Lui qui faisait cavalier seul jusque là semble enfin déterminé à s'ouvrir. C'est le véritable atout du "Vilain", qui n'a pas des allures de one man show mais tente pour une fois l'échange et le partage. Dans le rôle de cette petite vieille affligée par les agissements de son rejeton devenu adulte, Frot livre une prestation savoureuse et bien mise en avant. Dupontel, lui, fait du Dupontel. Il affirme régulièrement n'avoir fait de la scène que pour accéder au septième art, mais se livre une fois encore à une pure représentation, avec mimiques et répliques accrocheuses, comme au temps où il racontait Rambo ou tentait de parler de Sartre. Il est le principal défaut de son propre film, alors que donner le rôle principal à un autre aurait eu tellement de gueule.

Mais passons : le vilain du film, c'est lui, et c'est ainsi. Le scénario se résume en grande partie à un échange de mauvais tours entre ce sale type et sa "gentille" maman, qui multiplient les coups fourrés pour se débarrasser l'un de l'autre. Il y a un vrai côté théâtre de boulevard, avec un découpage en scène et en actes assez évident, et des personnages qui passent les portes comme s'ils entraient sur les planches. Sauf qu'en plus, Albert fait du dégât, ce qui n'est possible qu'au cinéma. Il fait valdinguer des tortues, renverse des horloges, fait pleuvoir des chats...

Sa fascination pour la destruction, qui semble être une fin en soi mais n'amuse plus que lui, est filmé avec moins d'excitation que dans "Enfemés dehors", ce qui ressemble longtemps à un point fort. En fait, cet apaisement relatif dans la mise en scène apparaît comme une vraie tare et fait une nouvelle fois regretter le style original, percutant et mesuré du Créateur. Cela donne l'impression que, pendant que Jeunet se dupontelisait en faisant tout péter n'importe comment, Dupontel s'est, quant à lui, jeunetisé. Il filme la bonne vieille maison familiale et son parquet bien lustré. Le gentil voisinage plein de vieux bienveillants, tous prêts à lutter contre le méchant envahisseur capitaliste.
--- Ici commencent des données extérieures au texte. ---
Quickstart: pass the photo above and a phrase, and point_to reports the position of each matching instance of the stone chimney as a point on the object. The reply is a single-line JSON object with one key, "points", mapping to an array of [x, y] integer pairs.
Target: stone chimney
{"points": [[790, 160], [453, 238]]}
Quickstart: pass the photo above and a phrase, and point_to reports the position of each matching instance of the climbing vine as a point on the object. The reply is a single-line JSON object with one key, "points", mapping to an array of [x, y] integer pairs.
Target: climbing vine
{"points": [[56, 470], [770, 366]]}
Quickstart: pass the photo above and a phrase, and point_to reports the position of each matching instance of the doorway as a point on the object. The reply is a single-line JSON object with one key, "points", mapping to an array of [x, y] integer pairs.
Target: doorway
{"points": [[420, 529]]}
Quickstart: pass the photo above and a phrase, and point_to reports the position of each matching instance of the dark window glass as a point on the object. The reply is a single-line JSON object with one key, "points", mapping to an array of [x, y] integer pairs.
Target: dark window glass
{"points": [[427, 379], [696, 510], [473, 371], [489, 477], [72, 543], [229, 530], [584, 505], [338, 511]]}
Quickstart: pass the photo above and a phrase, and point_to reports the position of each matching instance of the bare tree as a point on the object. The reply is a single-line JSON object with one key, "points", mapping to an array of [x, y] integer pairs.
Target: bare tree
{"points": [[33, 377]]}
Il conclut - ou presque - dans une certaine mièvrerie, prônant l'amour-plus-fort-que-tout contre toute attente... Et puis il filme vieux, vieux, avec des mouvements de caméra mal huilés et des champs contrechamps ampoulés. Ce qui laisse tout le temps de réaliser à quel point le scénario du "Vilain" est vide et vain. Chaque vacherie mène à une autre, de façon logique ou non, et la maigre évolution de l'intrigue n'a franchement rien d'un ressort dramatique poussé.

Dupontel a toujours préféré les personnages barrés aux intrigues élaborées, mais ce quasi huis clos fait preuve d'un immobilisme total et crée de grands moments de solitude en compagnie de deux personnages bien trempés mais dont on finit par se désintéresser totalement. Parce que leurs agissements n'ont pas de sens. Parce que leur destinée n'a pas de sel.

Avec le petit magot que le film ne manquera sans doute pas d'amasser, pourquoi ne pas s'offrir J'écris un scénario ou ce genre de truc, monsieur Dupontel ? Ça vous rendra peut-être un peu d'humilité et d'esprit critique sur votre propre travail.